While looking for the latest Climate Outlook issued by PAGASA during last week’s 152nd Climate Forum, I happened to come upon the weather agency’s database on climatological extremes for the Virac Synoptic Station based in San isidro Village.
According to the data, the highest temperature ever recorded at the station since 1908 remains 37.8 degrees Centigrade on Aug. 13, 2018, with the next highest occurring on June 2, 1967 at 37.2ºC.
The 51-year gap between the two highest temperatures in the capital town is either due to a statistical anomaly or a definite evidence of climate change.
On the other hand, the lowest temperature was at 15.6ºC recorded on Feb. 9, 1916. There were three other instances with temperatures lower than 18ºC and all these were recorded in 1969, 1914 and 1967.
The lowest temp for years after 2000 was on Sept. 19, 2005 when it dipped to 18.0ºC. Must really be due to climate change….
The greatest daily rainfall to ever occur in Virac was on June 9, 1974 when the skies poured a total of 494.2 millimeters of precipitation. The massive downpour was apparently brought by typhoon Dinah, which passed just 80 kilometers north of Virac at 2 PM that day.
Dinah narrowly missed Camarines Norte before slamming into Central Luzon, causing US$1 million in damage and killing 33 people, with 27 missing.
Second on the list of heavy rainfall was 488mm on Sept. 1, 1929, when a slow-moving typhoon was “severely felt” in Catanduanes and nearby Bicol provinces.
Third was the 485.5mm recorded on Oct. 29, 1958 when typhoon Lorna proved to be “very destructive” in the Bicol region, with undetermined casualties.
The two other days with greatest rainfall were on Dec. 13, 1964 with 416.3mm (brought by passing typhoon Opal/Naning with peak winds of 315kph and wind circulation of 2,100 km) and Nov. 6, 1947 with 401.1mm (typhoon Dora passed 200 kilometers north of Virac).
Interestingly, the only really rainy day in the 2000s in the list was on April 19, 2021 with 252.1mm when super typhoon Surigae/Bising moved north slowly for several days about 500km east of Catanduanes.
PAGASA data said that the lowest sea level pressure recorded by the Virac Synoptic Station was 927.9 millibars on Oct. 21, 1998, the day when typhoon Babs/Loleng made landfall in Catanduanes with gusts of 260 kph and killed 71 islanders.
The aftermath of the storm prompted then Pres. Joseph Estrada to order the National Food Authority to give one sack of rice to each Catandunganon family, an act that remains in the hearts and minds of recipients to this day.
On the strongest winds to ever hit Virac from 1966 to 2021, number one is super typhoon Nina, the Christmas howler that topped at 78 meters per second or 281 kph from the north-northwest.

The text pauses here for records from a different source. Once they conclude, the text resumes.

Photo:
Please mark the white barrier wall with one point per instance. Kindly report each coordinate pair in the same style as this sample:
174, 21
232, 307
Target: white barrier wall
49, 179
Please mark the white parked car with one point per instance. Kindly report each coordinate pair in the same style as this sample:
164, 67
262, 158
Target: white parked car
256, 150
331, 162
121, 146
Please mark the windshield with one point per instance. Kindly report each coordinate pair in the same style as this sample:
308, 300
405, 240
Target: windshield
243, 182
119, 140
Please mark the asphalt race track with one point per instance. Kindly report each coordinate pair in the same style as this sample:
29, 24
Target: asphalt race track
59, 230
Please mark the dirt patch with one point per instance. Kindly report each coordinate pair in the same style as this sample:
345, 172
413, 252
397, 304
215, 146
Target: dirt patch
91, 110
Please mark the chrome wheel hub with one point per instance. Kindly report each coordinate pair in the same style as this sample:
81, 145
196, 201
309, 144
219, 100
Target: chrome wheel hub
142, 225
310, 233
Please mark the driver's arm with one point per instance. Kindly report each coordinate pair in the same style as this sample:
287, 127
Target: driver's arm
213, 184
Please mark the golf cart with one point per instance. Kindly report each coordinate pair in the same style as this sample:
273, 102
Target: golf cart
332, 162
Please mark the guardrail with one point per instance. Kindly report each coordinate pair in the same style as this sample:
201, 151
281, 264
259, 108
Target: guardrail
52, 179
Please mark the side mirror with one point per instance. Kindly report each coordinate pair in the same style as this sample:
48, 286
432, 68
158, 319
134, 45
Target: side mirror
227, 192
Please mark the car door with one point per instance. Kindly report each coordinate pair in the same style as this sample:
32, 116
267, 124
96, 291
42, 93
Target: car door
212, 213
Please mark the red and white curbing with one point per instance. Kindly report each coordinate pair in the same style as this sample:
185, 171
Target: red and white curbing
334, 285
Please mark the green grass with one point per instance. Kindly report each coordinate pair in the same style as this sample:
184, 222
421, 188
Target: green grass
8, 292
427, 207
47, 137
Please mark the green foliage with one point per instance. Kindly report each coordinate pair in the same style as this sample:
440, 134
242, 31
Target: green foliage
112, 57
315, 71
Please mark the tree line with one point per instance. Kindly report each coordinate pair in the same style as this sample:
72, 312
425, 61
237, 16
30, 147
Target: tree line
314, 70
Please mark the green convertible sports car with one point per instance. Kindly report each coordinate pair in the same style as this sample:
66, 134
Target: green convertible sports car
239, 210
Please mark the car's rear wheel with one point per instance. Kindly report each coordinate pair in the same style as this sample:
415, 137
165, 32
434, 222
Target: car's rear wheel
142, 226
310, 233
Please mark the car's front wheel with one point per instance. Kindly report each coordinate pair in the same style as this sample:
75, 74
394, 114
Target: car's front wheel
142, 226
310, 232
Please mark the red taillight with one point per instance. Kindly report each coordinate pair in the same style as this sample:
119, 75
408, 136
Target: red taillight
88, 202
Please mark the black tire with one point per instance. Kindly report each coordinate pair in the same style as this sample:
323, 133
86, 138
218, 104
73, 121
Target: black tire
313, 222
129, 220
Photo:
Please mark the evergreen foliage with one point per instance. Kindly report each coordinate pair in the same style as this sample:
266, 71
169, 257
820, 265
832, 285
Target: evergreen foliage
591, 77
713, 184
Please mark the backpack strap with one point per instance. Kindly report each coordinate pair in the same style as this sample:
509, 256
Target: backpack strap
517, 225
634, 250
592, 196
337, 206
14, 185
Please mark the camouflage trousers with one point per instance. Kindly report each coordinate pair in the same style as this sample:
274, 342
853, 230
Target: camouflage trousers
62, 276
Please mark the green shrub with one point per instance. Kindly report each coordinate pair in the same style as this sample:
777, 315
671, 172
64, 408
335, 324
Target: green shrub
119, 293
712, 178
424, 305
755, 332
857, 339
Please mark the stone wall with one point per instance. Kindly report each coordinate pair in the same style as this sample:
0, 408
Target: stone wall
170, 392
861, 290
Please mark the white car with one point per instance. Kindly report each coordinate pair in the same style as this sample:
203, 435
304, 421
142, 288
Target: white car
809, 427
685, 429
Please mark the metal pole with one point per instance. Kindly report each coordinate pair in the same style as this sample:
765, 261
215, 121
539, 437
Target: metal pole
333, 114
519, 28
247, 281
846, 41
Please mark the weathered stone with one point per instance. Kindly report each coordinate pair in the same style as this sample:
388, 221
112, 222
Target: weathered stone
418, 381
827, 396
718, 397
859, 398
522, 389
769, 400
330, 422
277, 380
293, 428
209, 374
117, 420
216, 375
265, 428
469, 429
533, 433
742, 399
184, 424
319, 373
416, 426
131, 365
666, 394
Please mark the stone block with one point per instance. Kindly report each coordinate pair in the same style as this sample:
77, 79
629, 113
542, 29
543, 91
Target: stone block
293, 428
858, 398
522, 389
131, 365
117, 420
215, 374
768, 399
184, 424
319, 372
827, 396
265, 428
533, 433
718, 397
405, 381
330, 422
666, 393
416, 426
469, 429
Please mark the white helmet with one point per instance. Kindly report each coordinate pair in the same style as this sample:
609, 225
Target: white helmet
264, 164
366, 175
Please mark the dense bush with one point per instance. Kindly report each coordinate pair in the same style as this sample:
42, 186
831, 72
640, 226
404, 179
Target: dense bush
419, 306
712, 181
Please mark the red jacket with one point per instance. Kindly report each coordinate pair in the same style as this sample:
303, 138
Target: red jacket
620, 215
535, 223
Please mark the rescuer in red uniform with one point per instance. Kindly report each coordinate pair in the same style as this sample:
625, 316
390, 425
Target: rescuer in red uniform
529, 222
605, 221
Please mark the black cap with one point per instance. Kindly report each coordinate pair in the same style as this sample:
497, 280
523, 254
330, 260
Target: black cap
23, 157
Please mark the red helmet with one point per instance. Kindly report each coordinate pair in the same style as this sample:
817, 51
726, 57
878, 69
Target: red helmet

The second and third strongest are both from 1970: typhoon Joan (Sening) with 277 kph on Oct. 13 and typhoon Nancy with 223 kph on Feb. 25
Sening, whose peak winds of 315 kph held the record for decades, killed a total of 798 people in its rampage across Central Philippines, with the US Navy sending a helicopter carrier to Cabugao Bay a few days later to ferry aid. Then First Lady Imelda Marcos also visited and saw the damage along the road from the Virac airport to Bato town.
Whether super typhoon Rolly (2020) was the strongest, we will never know as the Virac station’s weather vane was damaged by flying debris at the height of its passage.
THE FLORIST’S MIX-UP. A new business was opening and one of the owner’s friends wanted to send him flowers for the occasion. They arrived at the new business site and the owner read the card, which said: “Rest in Peace.” The owner was angry and called the florist to complain.
After he had told the florist of the obvious mistake and how angry he was, the florist replied: “Sir, I’m really sorry for the mistake, but rather than getting angry, you should imagine this – somewhere, there is a funeral taking place today, and they have flowers with a note saying: “Congratulations on your new location!”